A juste titre, de nombreux usagers jugent horripilante la formule apparue au début du XXIe siècle : "veuillez nous excuser pour la gêne occasionnée".
Inventée par la RATP, la "gêne occasionnée" a fait tache d'huile dans pas mal de cerveaux, au point de s'y imposer comme un nouveau cliché : un cercle vicieux, une fausse joie, un panier percé, une gêne occasionnée.
Apparemment anodine et pleine de sollicitude, la formule "veuillez nous excuser pour la gêne occasionnée" offense non seulement la langue mais la logique et la morale. En voici la démonstration.
Sur le plan linguistique et logique, on déplorera dans "la gêne occasionnée" deux choses qui vont de pair :
1• un abus de précision voisin du pléonasme, appelé périssologie : toute gêne est occasionnée, inutile de le préciser ;
2• l'absence d'un complément d'agent ou d'objet : occasionnée par qui, par quoi, à qui ?
Si la précision par qui, par quoi est passée sous silence, alors il est encore plus superflu de préciser que la gêne est "occasionnée". Car cela va de soi : une gêne est par définition un embarras qui est causé par quelque chose ou quelqu'un. Qui est "occasionné", comme on dit à la RATP, par quelque chose ou quelqu'un. Il suffit pour s'en convaincre de raisonner par l'absurde : une gêne qui ne serait causée par rien (ni par un sentiment d'infériorité ou de culpabilité, ni par une grève d'agents de la SNCF, ni par une catastrophe naturelle) existerait-elle ? Certes non.

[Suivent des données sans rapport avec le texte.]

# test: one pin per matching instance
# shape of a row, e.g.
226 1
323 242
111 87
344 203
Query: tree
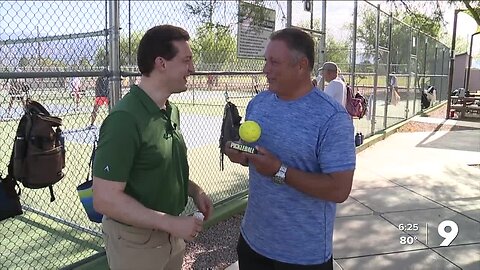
401 38
213 47
336 50
472 8
127 55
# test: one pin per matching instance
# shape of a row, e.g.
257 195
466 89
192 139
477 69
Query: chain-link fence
53 52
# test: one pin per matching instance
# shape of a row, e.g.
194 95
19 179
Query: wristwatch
279 177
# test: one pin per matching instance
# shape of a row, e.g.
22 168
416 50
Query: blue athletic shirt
313 133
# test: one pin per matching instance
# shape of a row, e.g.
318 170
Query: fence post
409 71
389 70
375 78
354 49
321 57
114 57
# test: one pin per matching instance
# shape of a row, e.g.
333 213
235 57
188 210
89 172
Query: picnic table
466 104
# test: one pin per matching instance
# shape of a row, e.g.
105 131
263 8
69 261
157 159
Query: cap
329 66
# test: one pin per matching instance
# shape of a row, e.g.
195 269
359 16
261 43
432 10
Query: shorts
101 101
130 247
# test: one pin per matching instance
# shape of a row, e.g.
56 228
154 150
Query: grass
34 241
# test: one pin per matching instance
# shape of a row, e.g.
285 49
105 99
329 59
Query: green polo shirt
142 145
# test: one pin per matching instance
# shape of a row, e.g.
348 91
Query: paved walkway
413 181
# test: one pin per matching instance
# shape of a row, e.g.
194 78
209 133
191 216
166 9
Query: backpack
9 198
230 126
356 105
38 154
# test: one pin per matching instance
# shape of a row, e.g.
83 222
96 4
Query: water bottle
19 156
61 139
358 139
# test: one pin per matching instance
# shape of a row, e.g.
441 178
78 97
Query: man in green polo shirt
141 177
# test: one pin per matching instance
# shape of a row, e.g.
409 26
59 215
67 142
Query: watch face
278 180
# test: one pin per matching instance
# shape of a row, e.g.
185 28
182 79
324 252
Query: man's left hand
265 162
204 204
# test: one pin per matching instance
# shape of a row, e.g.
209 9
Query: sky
46 18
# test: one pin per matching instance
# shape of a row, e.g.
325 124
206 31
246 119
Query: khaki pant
129 247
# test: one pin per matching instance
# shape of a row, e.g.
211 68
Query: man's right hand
185 227
235 155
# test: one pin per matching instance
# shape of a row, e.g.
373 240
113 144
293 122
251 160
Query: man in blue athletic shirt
304 165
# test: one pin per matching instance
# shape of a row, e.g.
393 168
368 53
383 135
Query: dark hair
156 42
297 40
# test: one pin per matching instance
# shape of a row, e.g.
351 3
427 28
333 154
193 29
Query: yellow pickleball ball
250 131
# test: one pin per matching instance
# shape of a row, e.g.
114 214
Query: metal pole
452 62
409 70
439 93
130 39
354 49
389 70
289 13
416 79
470 60
311 14
321 57
425 63
114 65
375 78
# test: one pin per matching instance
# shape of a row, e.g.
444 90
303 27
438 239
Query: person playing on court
75 88
304 165
101 97
17 90
336 87
141 174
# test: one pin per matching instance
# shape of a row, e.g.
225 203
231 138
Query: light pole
470 60
452 62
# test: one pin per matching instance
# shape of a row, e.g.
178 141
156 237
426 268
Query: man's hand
185 227
235 156
204 204
265 162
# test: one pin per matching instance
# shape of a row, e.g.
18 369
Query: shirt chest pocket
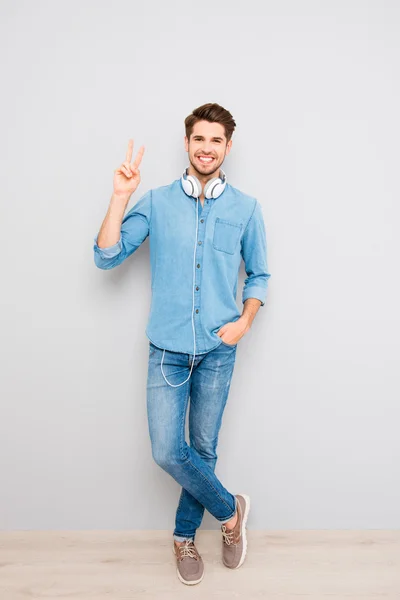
226 235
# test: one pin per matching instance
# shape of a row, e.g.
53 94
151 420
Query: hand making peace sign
127 176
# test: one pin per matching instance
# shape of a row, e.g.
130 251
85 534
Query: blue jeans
191 466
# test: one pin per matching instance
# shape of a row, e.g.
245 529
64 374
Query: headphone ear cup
209 187
192 186
196 185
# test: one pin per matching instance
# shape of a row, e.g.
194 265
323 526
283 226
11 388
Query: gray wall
310 430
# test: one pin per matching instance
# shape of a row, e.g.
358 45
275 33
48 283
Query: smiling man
200 228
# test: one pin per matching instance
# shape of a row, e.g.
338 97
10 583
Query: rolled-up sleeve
135 228
254 253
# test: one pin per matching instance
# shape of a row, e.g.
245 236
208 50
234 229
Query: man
199 228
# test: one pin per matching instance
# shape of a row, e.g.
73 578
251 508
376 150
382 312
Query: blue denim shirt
230 227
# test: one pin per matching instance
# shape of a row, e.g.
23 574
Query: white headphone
213 188
192 187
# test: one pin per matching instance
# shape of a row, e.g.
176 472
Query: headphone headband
213 188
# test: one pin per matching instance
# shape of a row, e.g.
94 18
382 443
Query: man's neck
203 179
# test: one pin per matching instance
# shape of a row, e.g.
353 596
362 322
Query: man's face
207 141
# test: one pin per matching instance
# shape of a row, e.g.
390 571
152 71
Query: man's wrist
246 321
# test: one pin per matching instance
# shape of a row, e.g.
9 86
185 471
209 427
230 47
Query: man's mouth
206 160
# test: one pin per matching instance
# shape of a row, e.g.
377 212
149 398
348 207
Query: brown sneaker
190 567
234 542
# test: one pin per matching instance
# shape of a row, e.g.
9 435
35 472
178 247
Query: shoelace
188 549
227 535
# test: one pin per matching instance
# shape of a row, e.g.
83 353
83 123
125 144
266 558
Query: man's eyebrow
214 138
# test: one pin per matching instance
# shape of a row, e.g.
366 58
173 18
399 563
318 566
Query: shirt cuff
110 251
255 292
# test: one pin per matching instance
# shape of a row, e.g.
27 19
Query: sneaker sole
185 581
246 514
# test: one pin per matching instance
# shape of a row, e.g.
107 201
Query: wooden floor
120 565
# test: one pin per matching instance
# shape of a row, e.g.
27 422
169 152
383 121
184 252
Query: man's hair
214 113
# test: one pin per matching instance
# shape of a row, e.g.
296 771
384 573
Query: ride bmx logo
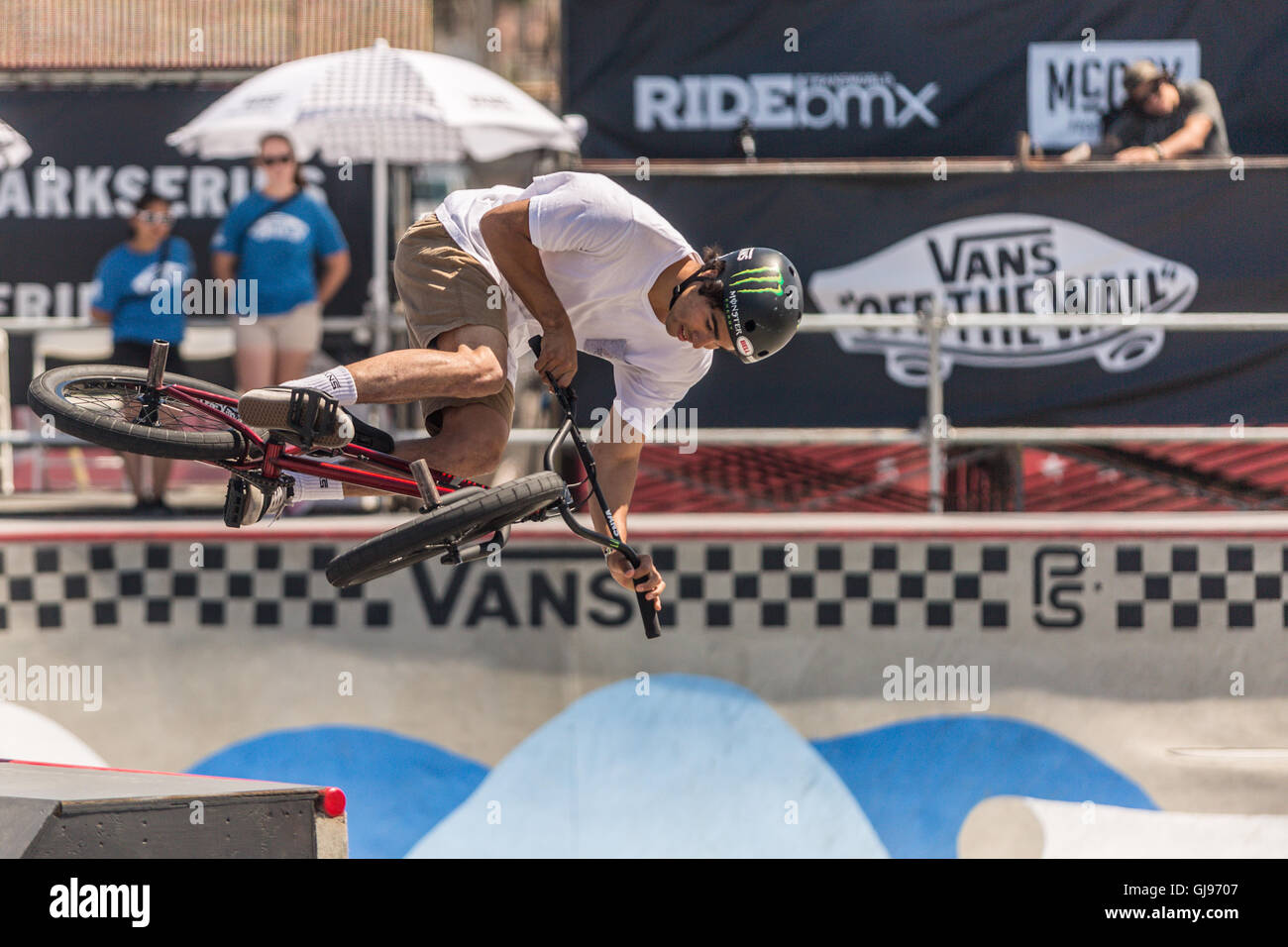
807 101
1003 263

Il suffit donc de présenter ses excuses "pour cette gêne" et non "pour la gêne occasionnée".
Ou alors, il faut aller jusqu'au bout de l'idée et exprimer des regrets sincères : que l'émetteur du message se désigne donc avec loyauté comme l'auteur des causes de la gêne tout en désignant l'auditeur de son message comme la victime de cette gêne : "veuillez nous excuser pour la gêne que nous vous occasionnons". Ou au moins : "pour la gêne qui vous est occasionnée".
C'est par sa terminaison en queue de poisson que "la gêne occasionnée" heurte non seulement la logique linguistique mais la morale : d'un côté, elle est obséquieuse car redondante, d'un autre côté fuyante, presque fourbe, voire lâche. Car dans sa formulation sans complément, "la gêne occasionnée" tout court ne l'est par personne : elle devient une fatalité déplorée par l'émetteur du message. Cet émetteur est bien aimable de la signaler à d'hypothétiques gênés, mais bien hypocrite de présenter ses excuses alors qu'il ne va pas jusqu'à préciser qu'il l'occasionne lui-même. La "gêne occasionnée", ainsi laissée en suspens avec son pléonasme, est de l'ordre de l'inéluctable naturel, comme l'est l'an passé - qui n'est passé par personne et par tout le monde à la fois. L'absence de complément d'agent (gêne occasionnée par qui ?) entend dédouaner le gêneur.
C'est en cela que la "gêne occasionnée" agace. "Nous sommes désolés pour cette gêne" serait plus sobre et plus franc. Plus français, aussi.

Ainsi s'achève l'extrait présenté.